Tuesday marks eight decades since the shocking attack on Pearl Harbor. The date that changed the course of a nation will be marked by about 35 military survivors who plan to gather at multiple events.
When hundreds of Japanese planes bombed American service members and civilians on U.S. soil on Dec. 7, 1941 – killing more than 2,400 – America was an “isolated, quiet, withdrawn” nation said Craig Nelson, author of the 2016 book “Pearl Harbor: From Infamy to Greatness.”
The events of that day, dubbed “a date which will live in infamy” by then-President Franklin D. Roosevelt, launched America’s involvement in World War II, beginning decades of growing global U.S. influence.
The date will be observed at Hawaii’s Pearl Harbor National Memorial with multiple events, including a ceremony for the 429 USS Oklahoma crew members killed in the attack.
Each year, the National Memorial marks Pearl Harbor Remembrance Day by commemorating how “December 7 was a catalyst that led to a changed world.” This year, the memorial is focusing on the “long and difficult road to peace” and highlighting “the importance of the peace that brought reconciliation,” according to its website.
Ceremonies this week will be the first in-person events to commemorate Pearl Harbor since the start of the COVID-19 pandemic.

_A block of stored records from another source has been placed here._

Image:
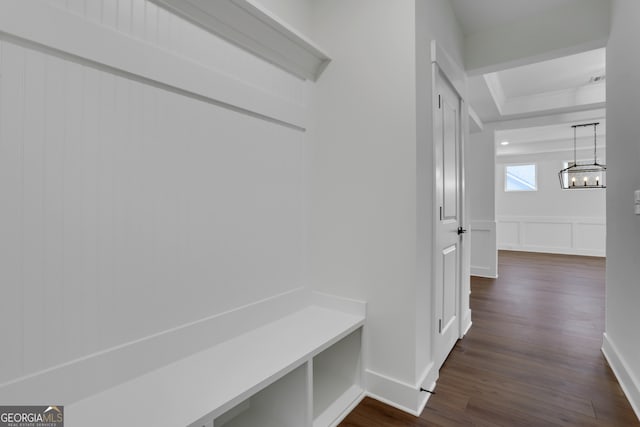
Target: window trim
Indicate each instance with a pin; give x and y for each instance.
(504, 175)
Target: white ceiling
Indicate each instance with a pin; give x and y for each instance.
(558, 86)
(551, 138)
(559, 74)
(480, 15)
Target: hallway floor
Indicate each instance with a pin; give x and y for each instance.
(531, 358)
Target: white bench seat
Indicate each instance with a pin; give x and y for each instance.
(213, 381)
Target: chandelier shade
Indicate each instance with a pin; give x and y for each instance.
(584, 176)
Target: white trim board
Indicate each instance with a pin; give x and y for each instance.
(629, 384)
(253, 28)
(55, 29)
(484, 256)
(399, 394)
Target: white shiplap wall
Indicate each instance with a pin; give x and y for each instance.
(127, 209)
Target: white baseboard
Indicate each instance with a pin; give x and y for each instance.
(629, 384)
(399, 394)
(552, 250)
(483, 272)
(71, 381)
(466, 324)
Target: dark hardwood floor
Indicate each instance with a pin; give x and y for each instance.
(532, 357)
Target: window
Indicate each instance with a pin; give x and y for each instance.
(520, 178)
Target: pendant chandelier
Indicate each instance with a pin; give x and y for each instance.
(593, 175)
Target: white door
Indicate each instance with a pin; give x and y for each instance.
(448, 204)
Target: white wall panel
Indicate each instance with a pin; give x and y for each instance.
(589, 237)
(563, 235)
(128, 210)
(546, 234)
(483, 249)
(11, 224)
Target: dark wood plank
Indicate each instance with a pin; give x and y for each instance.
(532, 357)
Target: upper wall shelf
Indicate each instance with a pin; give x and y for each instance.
(249, 26)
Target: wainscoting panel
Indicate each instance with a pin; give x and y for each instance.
(563, 235)
(484, 258)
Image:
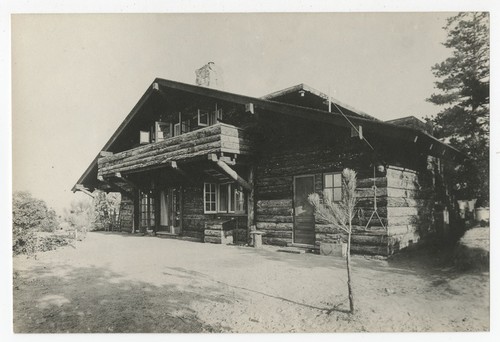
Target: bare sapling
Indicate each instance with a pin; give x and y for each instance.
(340, 215)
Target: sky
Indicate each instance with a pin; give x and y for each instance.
(75, 77)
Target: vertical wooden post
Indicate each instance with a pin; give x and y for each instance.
(181, 205)
(251, 201)
(137, 211)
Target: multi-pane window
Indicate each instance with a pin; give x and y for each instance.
(239, 201)
(210, 198)
(229, 199)
(147, 207)
(332, 185)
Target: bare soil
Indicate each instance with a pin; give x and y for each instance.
(111, 282)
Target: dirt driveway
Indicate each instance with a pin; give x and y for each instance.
(122, 283)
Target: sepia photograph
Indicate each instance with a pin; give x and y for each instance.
(249, 172)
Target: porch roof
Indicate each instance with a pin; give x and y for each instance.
(432, 144)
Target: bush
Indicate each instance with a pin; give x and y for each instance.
(29, 215)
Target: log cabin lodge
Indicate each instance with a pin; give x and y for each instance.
(198, 163)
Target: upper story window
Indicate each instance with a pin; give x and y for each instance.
(180, 123)
(207, 118)
(332, 186)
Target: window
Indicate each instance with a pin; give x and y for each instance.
(332, 185)
(215, 116)
(143, 137)
(239, 201)
(162, 131)
(210, 196)
(203, 118)
(147, 208)
(223, 198)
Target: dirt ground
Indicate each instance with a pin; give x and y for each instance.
(111, 282)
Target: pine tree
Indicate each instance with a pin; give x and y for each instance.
(463, 84)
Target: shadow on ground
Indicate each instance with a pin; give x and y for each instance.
(92, 299)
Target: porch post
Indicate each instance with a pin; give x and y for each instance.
(251, 202)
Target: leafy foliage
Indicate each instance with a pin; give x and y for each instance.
(106, 208)
(29, 215)
(463, 84)
(80, 215)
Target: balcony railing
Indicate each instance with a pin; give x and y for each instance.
(214, 139)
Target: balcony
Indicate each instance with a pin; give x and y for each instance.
(219, 138)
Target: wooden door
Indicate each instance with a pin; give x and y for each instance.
(175, 210)
(303, 213)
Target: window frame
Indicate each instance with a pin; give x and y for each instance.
(232, 198)
(333, 186)
(205, 113)
(205, 211)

The National Park Service said it’s trying to minimize veterans’ potential exposure to the coronavirus. This year, masks are required in all areas regardless of vaccination status, including when social distance is maintained.
“This year is not going to be as big as years in the past,” National Park Service program specialist Emily Pruett told USA TODAY.
Even with yearly memorials, collective understanding of Pearl Harbor is slipping, Nelson said. In 2021, most Americans probably don’t realize how large a shift the attack prompted in culture and society for the individual American, Nelson said.
“If you lived before Pearl Harbor, you would feel more comfortable going back to the Revolutionary War era than you would moving to the era now,” Nelson said.
The attack on Pearl Harbor caused Americans to “pull together” to fight fascism, Nelson said. Later, in the Cold War, the country waged a global fight against communism. Most recently, the wars in Iraq and Afghanistan further expanded the U.S. military’s global reach.
But Nelson and Nicholson said the nation’s collective memory of Pearl Harbor and the impact of World War II is fading.
“One solider that died represents a mom, and a dad and a sibling back home,” Nicholson said. “I want people to not forget what’s happening with those left behind.”
She said people were stunned at the bombing of Pearl Harbor in 1941 – the same way Americans were shocked and overwhelmed by the 9/11 attacks nearly 60 years later.
But the aftermath of Pearl Harbor is what Nicholson remembers most: hiding at Waipahu sugar plantation, martial law in Hawaii and her family being unable to return to their house on the Waipi’o Peninsula because of the risk of undetonated bombs.
In three decades of work cataloguing the stories of Pearl Harbor, Nicholson said she wants people to reconsider the lives of everyone affected by war, including women and children and civilians whose stories she said are more likely to be forgotten.
“I want people to know that war affects everyone,” Nicholson said.